Sydney's Truth newspaper reported a "deep mystery" surrounding the "colossal deal". considering that Weathermakers Pty Ltd had no issued paid up capital, and only seven shareholders. This led to speculation that a wealthy Sydney company, Burns Philp and Co. Ltd, proprietors of the prosperous Penney's chain, were also involved in the purchase. Although the company's general manager, Lewis Armstrong, neither confirmed or denied the rumour, it was later proven to be true. The final sale price of £558,000 was also confirmed. Other accounts of the sale appear to have misreported the sale price as £1,000,000.

=== Demolition and redevelopment ===
At the time of the 1941 sale of the Imperial Arcade, Sydney's Truth newspaper reported that "any great structural changes in the property would appear to be precluded by the National Security Regulations controlling expenditure of building construction work." The same article, however, also speculated that "this section of busy Pitt Street may some day see a development which will entirely alter its landscape".

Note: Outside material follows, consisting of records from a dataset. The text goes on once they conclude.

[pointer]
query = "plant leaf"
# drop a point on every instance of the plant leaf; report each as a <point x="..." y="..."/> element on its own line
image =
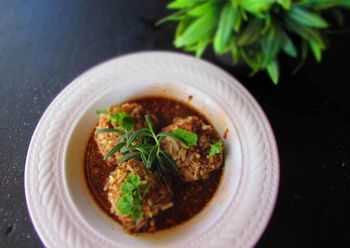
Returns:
<point x="225" y="28"/>
<point x="316" y="50"/>
<point x="177" y="16"/>
<point x="180" y="4"/>
<point x="203" y="8"/>
<point x="251" y="33"/>
<point x="307" y="18"/>
<point x="289" y="47"/>
<point x="256" y="6"/>
<point x="201" y="46"/>
<point x="271" y="43"/>
<point x="286" y="4"/>
<point x="273" y="71"/>
<point x="182" y="26"/>
<point x="305" y="32"/>
<point x="200" y="29"/>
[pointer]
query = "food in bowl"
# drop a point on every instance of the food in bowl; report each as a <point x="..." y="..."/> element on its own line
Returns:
<point x="153" y="163"/>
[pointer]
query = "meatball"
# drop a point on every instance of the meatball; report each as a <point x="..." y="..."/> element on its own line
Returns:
<point x="106" y="141"/>
<point x="157" y="197"/>
<point x="193" y="162"/>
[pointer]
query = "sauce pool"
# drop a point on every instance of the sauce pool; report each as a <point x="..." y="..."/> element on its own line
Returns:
<point x="189" y="198"/>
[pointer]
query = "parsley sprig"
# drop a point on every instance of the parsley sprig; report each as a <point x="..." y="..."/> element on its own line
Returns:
<point x="145" y="145"/>
<point x="133" y="191"/>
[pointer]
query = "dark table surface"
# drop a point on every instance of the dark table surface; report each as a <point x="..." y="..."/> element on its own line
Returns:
<point x="45" y="44"/>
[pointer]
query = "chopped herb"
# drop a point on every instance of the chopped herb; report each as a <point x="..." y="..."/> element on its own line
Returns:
<point x="216" y="148"/>
<point x="189" y="138"/>
<point x="102" y="111"/>
<point x="144" y="144"/>
<point x="124" y="120"/>
<point x="130" y="203"/>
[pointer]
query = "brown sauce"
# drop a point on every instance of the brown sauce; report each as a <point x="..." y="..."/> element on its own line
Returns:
<point x="189" y="197"/>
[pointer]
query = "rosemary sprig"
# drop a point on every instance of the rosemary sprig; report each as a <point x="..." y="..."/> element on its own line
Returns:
<point x="145" y="145"/>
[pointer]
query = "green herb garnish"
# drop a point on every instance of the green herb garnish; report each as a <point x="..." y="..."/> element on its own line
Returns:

In 1960, reports first emerged of plans to demolish the Imperial Arcade and replace it with a 36-storey, £4,000,000 mixed-use office block.

The building was demolished in 1961.

The new Imperial Arcade was developed on the site by property developers Stocks and Holdings Ltd (now Stockland), the company's first Sydney city centre redevelopment project. It was opened on 18 October 1965 by the then NSW Premier, Robert Askin. It consisted of four shopping levels, with office space above.

In 2004, the new Imperial Arcade building was purchased for $90 million by Westfield and amalgamated with 3 other properties (Centrepoint, Sydney Central Plaza, and Skygarden) to form Westfield Sydney, which remains on the site today.

==Architecture==
The Imperial Arcade building was designed by Thomas Rowe, his third after the Sydney Arcade and the Royal Arcade, in the Second Empire style, based on 17th-century French Renaissance architecture. It was constructed over a two-year period from 1889 to 1891. The 333-foot long arcade formed a thoroughfare from Pitt St to Castlereagh St.

The building's footprint spanned two properties. One fronting Castlereagh Street, of size 64-feet, 5-inches x 161 feet (964 sqm), and a second fronting Pitt Street, of size 67 x 163 feet (1015 sqm). to give a combined footprint of 1,979 sqm.

The building consisted of seven floors (including the basement) with a combined height of 114 feet (34.75 metres) measured from the basement floor to the ridge of the roof.

The floorplan intended for cafes in the basement, 38 shops on the ground floor, and hotel space on the upper floors. The original floorplan was divided into two distinct properties, with a 36-room "Pitt Street Hotel" and a 39-room "Castlereagh Street Hotel".

Notable features included "V-shaped areas in side walls" to promote light and ventilation.

The Building's original colour scheme of white and grey, deemed too "cold and uninviting", was redecorated in 1897 under the direction of architect Herbert S. Thompson, in "cream and green, with gay touches of salmon, gold, crimson and cinnamon".